Le gouvernement japonais a décidé d'appuyer sur l'accélérateur pour consolider sa domination culturelle dans le reste du monde. Lors d'un récent séminaire politique organisé le 27 mars, le ministère japonais de l'Économie, du Commerce et de l'Industrie a présenté son plan directeur visant à amener l'industrie nationale du divertissement à des niveaux jamais vus auparavant. Le grand objectif du pays est d'élargir le marché étranger pour ses industries créatives afin d'atteindre le chiffre étonnant de 20 000 milliards de yens (environ 125 milliards de dollars) d'ici 2033.
Le plan pour l’anime : de meilleurs salaires et des superproductions
Pour l’industrie de l’anime en particulier, l’objectif est de presque tripler la taille de son marché étranger en moins d’une décennie. Le gouvernement espère passer des 2 170 milliards de yens générés en 2024 au chiffre brutal de 6 000 milliards de yens d’ici 2033. Mais comment compte-t-il réaliser ce bond monumental ? La stratégie officielle repose sur deux piliers majeurs que la communauté otaku réclame depuis des années : créer davantage de superproductions de haute qualité qui peuvent devenir des succès mondiaux et, plus important encore, augmenter les taux de rémunération basés sur la performance pour les animateurs et le personnel travaillant sur ces productions.

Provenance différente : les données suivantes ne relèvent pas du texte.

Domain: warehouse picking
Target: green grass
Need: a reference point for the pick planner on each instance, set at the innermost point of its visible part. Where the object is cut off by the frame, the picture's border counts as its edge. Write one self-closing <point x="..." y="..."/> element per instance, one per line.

Pour que cela devienne une réalité, le gouvernement allouera un budget à trois domaines clés : soutenir la création de projets à grande échelle, étendre les plateformes de distribution afin que les séries atteignent davantage de pays et construire de meilleures plateformes de développement qui facilitent le lancement de nouveaux projets d'animation.
Conquête dans le jeu vidéo et guerre contre le piratage
L’anime n’est pas le seul secteur qui bénéficiera d’un énorme coup de pouce. Dans le domaine du jeu vidéo, l’objectif est brutal : faire passer le marché international des 3 400 milliards de yens actuels à 12 000 milliards de yens. Cet objectif sera atteint en aidant les entreprises japonaises à gagner davantage de terrain sur le marché concurrentiel des jeux sur mobile et sur PC, ainsi qu'en offrant des incitations fiscales à la recherche et au développement.
De son côté, l’industrie du manga vise à faire passer ses ventes à l’étranger de 300 milliards de yens à 1 000 milliards. Pour atteindre cet objectif, le gouvernement japonais a un plan très pratique en deux étapes : lancer des mesures anti-piratage beaucoup plus agressives pour éliminer les copies illégales sur Internet et améliorer les efforts de localisation (traduction officielle) afin que les œuvres puissent être lues légalement dans davantage de langues.
Ces projets ambitieux ne sont pas nés de nulle part. Les chiffres les plus récents montrent que le monde de l’anime est plus rentable que jamais. En 2024, le marché mondial de l’anime a atteint un sommet historique de 3 840 milliards de yens, marquant la troisième fois dans l’histoire que les bénéfices réalisés à l’étranger dépassaient les bénéfices générés au Japon. Avec cette nouvelle feuille de route, il est très clair que le gouvernement japonais considérera ses animateurs, dessinateurs et développeurs comme le principal moteur de son économie pour la prochaine décennie.